Hardy thought that this was reasonable enough. "Okay. Let's go back to who's left," he said, "besides my client, of course."

Bracco had them on the tip of his tongue. "Driscoll, Ross, Waltrip, Cohn."

Hardy had come across the name Cohn only about an hour before in his reading-the report Bracco and Fisk had written up on what they'd discovered last Friday night but had forgotten to tape. At that time it had leapt off the page at him and brought his heart to his throat. Hearing the name again now, he showed nothing, even let himself chuckle. "You realize I haven't talked to even one of those people. Who are Waltrip and Cohn?"

As far as Hardy knew from the transcripts and reports he'd read, the inspectors hadn't spoken to any of these people, either, although they didn't volunteer that.

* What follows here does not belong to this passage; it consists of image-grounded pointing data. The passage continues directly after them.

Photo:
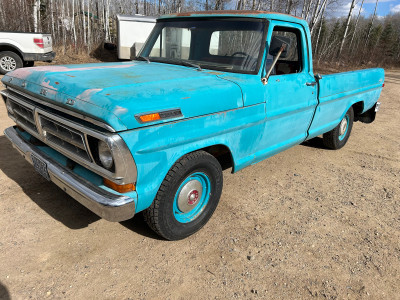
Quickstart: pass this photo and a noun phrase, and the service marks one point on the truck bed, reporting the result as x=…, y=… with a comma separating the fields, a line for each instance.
x=337, y=92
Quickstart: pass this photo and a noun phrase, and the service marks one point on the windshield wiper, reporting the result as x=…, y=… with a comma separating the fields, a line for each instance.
x=187, y=63
x=143, y=58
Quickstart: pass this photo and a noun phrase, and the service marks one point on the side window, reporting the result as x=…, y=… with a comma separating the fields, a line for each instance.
x=292, y=63
x=172, y=43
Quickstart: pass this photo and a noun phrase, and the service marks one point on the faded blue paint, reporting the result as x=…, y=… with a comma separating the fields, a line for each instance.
x=253, y=120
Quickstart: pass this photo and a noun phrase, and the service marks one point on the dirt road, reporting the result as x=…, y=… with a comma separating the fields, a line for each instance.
x=307, y=223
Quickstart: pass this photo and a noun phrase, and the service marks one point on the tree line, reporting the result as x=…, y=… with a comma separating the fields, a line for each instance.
x=82, y=25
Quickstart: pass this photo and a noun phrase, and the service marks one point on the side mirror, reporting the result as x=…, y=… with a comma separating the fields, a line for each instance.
x=276, y=43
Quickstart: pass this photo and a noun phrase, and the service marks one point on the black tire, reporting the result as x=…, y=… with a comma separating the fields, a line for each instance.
x=162, y=216
x=336, y=138
x=28, y=64
x=9, y=61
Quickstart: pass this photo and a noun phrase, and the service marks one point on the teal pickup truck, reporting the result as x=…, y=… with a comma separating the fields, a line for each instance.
x=208, y=91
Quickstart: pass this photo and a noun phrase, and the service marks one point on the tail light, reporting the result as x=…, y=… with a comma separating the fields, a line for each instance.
x=39, y=43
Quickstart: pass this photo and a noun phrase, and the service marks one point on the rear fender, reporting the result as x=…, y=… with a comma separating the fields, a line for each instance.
x=368, y=116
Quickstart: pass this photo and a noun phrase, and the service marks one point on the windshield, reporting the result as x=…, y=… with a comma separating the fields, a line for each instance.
x=221, y=44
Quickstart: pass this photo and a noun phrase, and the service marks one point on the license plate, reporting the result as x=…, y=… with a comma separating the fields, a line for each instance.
x=40, y=166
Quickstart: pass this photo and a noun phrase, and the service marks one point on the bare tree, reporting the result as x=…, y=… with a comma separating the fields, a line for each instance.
x=352, y=5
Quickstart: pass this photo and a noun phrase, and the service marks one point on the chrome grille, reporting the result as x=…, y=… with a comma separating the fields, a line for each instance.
x=60, y=135
x=51, y=129
x=70, y=133
x=24, y=116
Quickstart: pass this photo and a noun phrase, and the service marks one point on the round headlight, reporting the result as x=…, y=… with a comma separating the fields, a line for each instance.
x=105, y=155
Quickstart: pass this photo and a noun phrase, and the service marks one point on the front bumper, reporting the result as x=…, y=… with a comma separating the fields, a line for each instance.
x=109, y=206
x=49, y=56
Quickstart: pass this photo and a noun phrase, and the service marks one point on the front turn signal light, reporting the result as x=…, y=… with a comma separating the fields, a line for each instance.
x=124, y=188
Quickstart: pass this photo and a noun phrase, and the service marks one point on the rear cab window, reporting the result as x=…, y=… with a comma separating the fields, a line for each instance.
x=293, y=62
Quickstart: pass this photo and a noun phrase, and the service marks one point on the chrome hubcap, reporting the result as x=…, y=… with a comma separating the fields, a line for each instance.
x=8, y=63
x=189, y=195
x=343, y=126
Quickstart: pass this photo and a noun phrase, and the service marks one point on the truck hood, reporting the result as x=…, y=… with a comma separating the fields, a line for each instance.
x=114, y=93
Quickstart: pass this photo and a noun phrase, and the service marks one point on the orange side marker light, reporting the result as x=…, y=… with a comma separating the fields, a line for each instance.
x=150, y=117
x=124, y=188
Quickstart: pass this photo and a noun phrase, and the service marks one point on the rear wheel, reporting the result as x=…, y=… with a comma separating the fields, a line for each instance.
x=188, y=196
x=28, y=64
x=9, y=61
x=338, y=137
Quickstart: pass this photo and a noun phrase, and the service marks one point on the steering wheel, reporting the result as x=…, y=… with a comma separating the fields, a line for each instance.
x=240, y=53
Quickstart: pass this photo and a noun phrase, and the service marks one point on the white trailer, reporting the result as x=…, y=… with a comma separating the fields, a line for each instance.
x=132, y=33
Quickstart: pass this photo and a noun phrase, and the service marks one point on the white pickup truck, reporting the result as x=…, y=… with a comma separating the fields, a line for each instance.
x=18, y=50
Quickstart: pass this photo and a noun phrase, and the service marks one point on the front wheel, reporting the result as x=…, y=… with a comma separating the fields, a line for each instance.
x=188, y=196
x=338, y=137
x=9, y=61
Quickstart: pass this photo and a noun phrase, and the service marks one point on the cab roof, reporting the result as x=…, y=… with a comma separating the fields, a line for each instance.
x=238, y=13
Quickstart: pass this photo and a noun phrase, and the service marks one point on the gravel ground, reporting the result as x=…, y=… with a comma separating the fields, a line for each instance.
x=306, y=223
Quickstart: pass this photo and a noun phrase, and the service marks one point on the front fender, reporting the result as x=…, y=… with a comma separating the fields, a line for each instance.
x=156, y=148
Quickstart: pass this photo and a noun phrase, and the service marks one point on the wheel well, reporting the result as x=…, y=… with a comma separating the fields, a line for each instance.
x=222, y=154
x=358, y=109
x=12, y=49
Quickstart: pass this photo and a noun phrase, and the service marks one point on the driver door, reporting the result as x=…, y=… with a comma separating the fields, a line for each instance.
x=291, y=96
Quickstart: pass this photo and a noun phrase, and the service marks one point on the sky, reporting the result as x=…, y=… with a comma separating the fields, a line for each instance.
x=385, y=7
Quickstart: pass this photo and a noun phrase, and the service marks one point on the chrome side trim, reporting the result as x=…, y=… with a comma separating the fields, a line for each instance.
x=109, y=206
x=66, y=111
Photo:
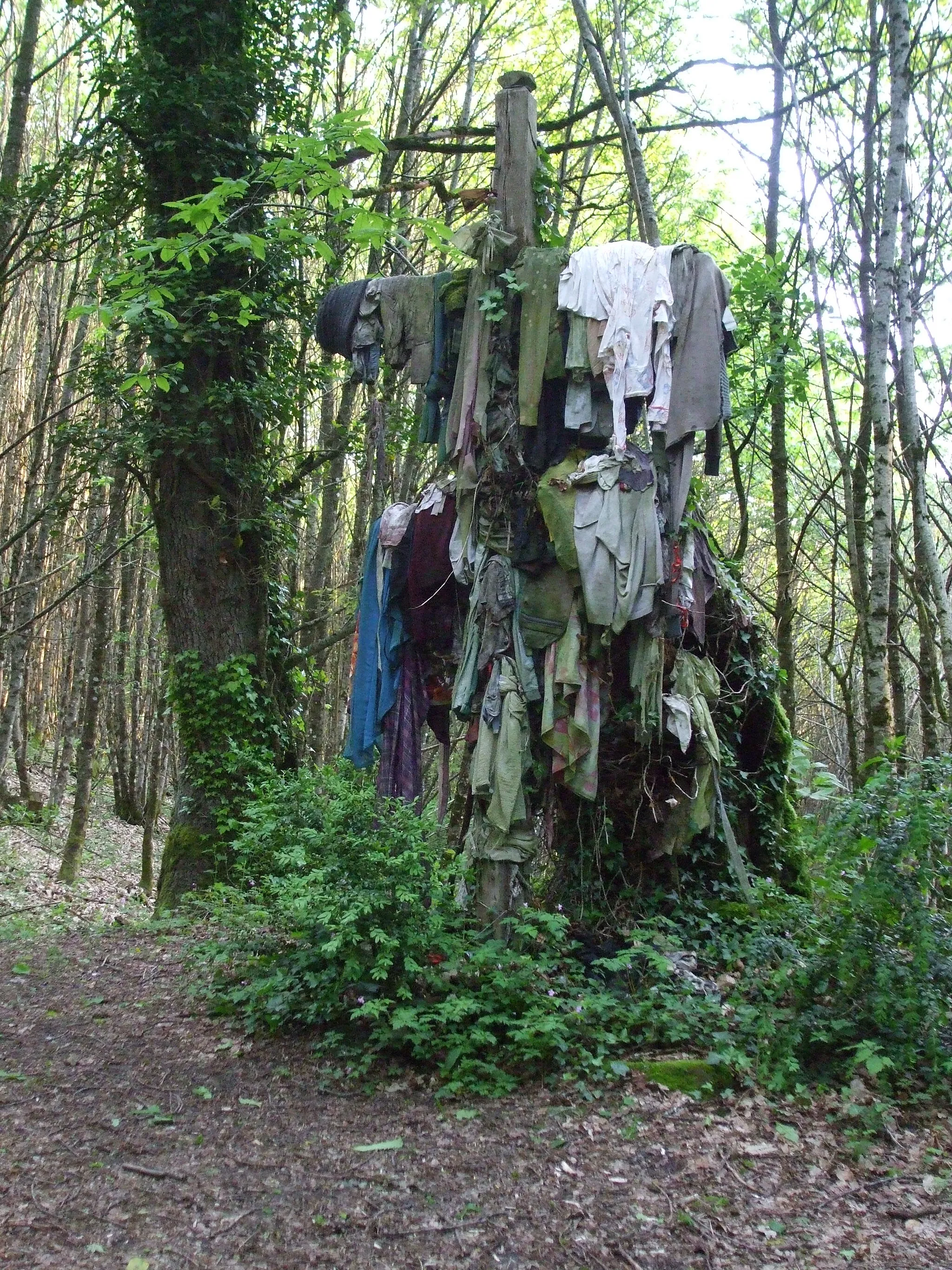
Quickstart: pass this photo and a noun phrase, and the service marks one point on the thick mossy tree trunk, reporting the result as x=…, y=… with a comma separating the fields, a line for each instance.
x=190, y=101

Instead, Bracco was low-key. "Just some doctors who'd also been in the ICU that day-Kent Waltrip and Judith Cohn."

"But no sign they'd been to Carla's?"

"No," Fisk replied. "We assume they both knew Markham, but other than that, we don't have much on them."

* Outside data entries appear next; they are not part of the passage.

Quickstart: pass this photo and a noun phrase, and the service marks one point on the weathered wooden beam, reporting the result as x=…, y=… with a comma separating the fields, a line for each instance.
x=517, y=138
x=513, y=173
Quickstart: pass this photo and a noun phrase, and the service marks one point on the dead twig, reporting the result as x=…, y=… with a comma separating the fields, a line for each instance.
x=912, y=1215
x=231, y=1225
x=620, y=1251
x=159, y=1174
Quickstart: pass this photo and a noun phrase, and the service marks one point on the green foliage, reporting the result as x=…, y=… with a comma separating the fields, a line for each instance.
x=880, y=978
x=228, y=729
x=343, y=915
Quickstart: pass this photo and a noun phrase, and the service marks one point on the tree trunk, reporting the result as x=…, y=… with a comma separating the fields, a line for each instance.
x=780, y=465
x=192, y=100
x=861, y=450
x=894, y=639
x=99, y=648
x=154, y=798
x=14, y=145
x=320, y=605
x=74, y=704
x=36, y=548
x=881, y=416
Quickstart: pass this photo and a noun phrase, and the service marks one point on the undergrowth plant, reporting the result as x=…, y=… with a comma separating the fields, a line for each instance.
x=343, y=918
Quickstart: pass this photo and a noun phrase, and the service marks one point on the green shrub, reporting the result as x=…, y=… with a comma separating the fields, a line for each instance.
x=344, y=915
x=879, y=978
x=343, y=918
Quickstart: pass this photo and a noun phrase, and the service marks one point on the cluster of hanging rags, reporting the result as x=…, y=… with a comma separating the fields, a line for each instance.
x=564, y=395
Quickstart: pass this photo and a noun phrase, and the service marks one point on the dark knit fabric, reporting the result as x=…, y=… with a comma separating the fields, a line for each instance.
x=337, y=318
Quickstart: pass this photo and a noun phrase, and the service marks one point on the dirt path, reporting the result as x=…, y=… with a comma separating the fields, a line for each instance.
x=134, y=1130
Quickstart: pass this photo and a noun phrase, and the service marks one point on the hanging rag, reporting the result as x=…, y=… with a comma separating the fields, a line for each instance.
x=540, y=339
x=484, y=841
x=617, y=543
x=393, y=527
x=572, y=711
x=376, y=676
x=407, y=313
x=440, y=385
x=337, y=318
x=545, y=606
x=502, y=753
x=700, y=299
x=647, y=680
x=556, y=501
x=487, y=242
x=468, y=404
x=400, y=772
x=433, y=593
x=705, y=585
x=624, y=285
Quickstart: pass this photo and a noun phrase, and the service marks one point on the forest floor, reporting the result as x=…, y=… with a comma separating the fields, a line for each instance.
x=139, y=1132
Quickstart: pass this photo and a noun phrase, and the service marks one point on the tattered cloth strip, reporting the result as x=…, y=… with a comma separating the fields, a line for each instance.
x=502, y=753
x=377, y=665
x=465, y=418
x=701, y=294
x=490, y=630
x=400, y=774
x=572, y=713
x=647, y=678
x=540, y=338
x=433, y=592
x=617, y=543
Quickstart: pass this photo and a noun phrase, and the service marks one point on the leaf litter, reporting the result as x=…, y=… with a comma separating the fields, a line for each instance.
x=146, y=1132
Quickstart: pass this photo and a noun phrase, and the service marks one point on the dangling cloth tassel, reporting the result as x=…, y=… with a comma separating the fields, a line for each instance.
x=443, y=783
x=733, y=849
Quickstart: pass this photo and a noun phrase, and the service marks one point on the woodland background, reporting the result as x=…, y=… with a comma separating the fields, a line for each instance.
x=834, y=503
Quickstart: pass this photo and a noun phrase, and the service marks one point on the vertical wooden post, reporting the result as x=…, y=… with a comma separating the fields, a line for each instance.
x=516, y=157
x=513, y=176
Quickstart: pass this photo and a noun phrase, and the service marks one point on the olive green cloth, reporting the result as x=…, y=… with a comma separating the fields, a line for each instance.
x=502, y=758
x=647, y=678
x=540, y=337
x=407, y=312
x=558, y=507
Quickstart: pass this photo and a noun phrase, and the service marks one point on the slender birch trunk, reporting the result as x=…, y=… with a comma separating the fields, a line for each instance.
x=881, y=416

"Their names, is all," Bracco added. "I don't think either of them played any role here, but we kept them in just to be thorough."

Hardy nodded. "So it's Driscoll or Ross?"

It was Bracco's turn to break a small smile. "Under the local rules." Meaning, not including Kensing.

Hardy allowed a friendly nod. "So how are their alibis? Driscoll and Ross?"

Obviously embarrassed, the inspectors exchanged a glance. "We haven't had a chance to talk to them, either."

"Maybe you want to do that," he said gently. "Meanwhile, just to be thorough, I'll try to get in touch with Waltrip and Cohn."

***

The second and third names on Kensing's list had been cremated, rather severely limiting the options for further forensic analysis. The fourth name was Shirley Watrous.

She had died on the day after last Christmas. She'd been admitted to the hospital a week before that for acute phlebitis, then suffered a stroke in her bed that left her paralyzed and unable to communicate. Moved to the ICU for observation and further testing, on the fifth day she passed away without ever regaining consciousness. The hospital PM listed the cause of death as cerebral hemorrhage.

This time around, Strout knew exactly what he was looking for-the Pavulon cocktail-and he found it. Mrs. Watrous, too, had been murdered.

***

Glitsky, Ash, and Jackman were crammed into Marlene's office, having a powwow. Her office mate had checked out at close of business, and Jackman sat at his desk. Glitsky had pulled a chair around and was facing them, straddling it backward.

"Of course," Glitsky was saying, "he's got no idea what he was doing on November twelfth"-he was talking about Rajan Bhutan-"but the day after Christmas, he might remember."

"Is he a Christian?" Marlene asked. "Maybe he doesn't celebrate Christmas."

"Either way, it's a holiday." Jackman turned to Glitsky. "Abe, he's clean on Carla Markham?"